The law applies to retail establishments that operate in Oregon and employ at least 500 employees worldwide. Separate entities may be considered an “integrated enterprise” for purposes of determining whether an employer employs at least 500 employees.  The legislation tasks the Commissioner of the Bureau of Labor and Industries to adopt rules to assist employers to determine whether separate entities are an integrated enterprise.

The law applies to non-exempt employees of covered employers, and does not apply to salaried, exempt employees, workers supplied by a worker leasing company, or employees of businesses that provide services to or on behalf of an employer.

The stated purpose of the law is to enhance the predictability of work schedules for non-exempt employees, and to ensure at least 10 hours of rest between shifts. Below are some key highlights of the law:

  • An employer must provide a new employee with a written good faith estimate of the employee’s work schedule at the time of hire, which should include the median number of working hours per month, and an explanation of whether the employee can be on the voluntary standby list.
  • An employer must maintain a standby list of employees whom the employer will request to work additional hours to address unanticipated customer needs or employee absences. The list is voluntary, and the employee may request to be removed from the list at any time.
  • An employer must provide an employee with a work schedule in writing at least seven calendar days before the first day of work, and must post the written work schedule in a conspicuous and accessible location. The advance notice requirement increases to 14 days on July 1, 2020.
  • If an employer changes the written work schedule, it must notify affected employees in a timely manner. An employer cannot require an employee to work any shift not included in the employee’s written work schedule.
  • An employer cannot schedule or require an employee to work during the first 10 hours following the end of the previous calendar day’s work shift or on-call shift, unless the employee requests or consents to work such hours. If an employee does work within the first 10 hours, the employer must pay one and one-half times the employee’s regular rate of pay.

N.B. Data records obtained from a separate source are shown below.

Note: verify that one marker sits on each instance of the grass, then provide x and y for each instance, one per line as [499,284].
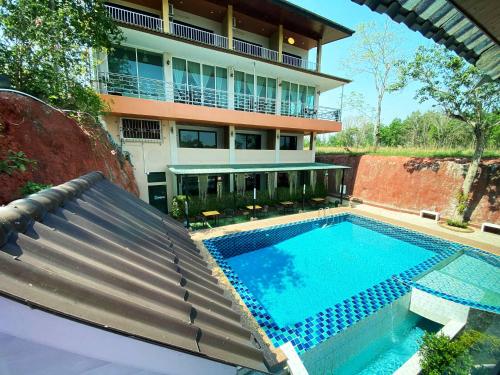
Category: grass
[409,152]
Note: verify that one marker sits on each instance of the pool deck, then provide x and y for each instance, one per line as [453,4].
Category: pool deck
[484,241]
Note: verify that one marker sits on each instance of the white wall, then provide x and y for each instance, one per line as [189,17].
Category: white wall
[49,344]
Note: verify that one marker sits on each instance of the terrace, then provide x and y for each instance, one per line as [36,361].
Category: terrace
[156,24]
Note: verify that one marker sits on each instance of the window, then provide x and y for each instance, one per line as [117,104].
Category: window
[197,139]
[249,182]
[283,179]
[156,177]
[199,84]
[141,129]
[248,141]
[288,142]
[297,100]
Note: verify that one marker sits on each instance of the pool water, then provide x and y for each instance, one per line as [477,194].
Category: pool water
[301,276]
[390,351]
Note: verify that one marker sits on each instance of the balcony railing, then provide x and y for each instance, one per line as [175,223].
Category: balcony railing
[190,33]
[148,88]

The law further prohibits employers from discriminating or retaliating against employees who exercise their rights under the statute. The statute authorizes employees to file a complaint with the Bureau of Labor and Industries based on an employer’s violation.  The statute also allows employees to pursue a civil action for discrimination or retaliation.

Before the new law takes effect, affected employers should revise their policies and procedures to develop a comprehensive plan for managing scheduling practices.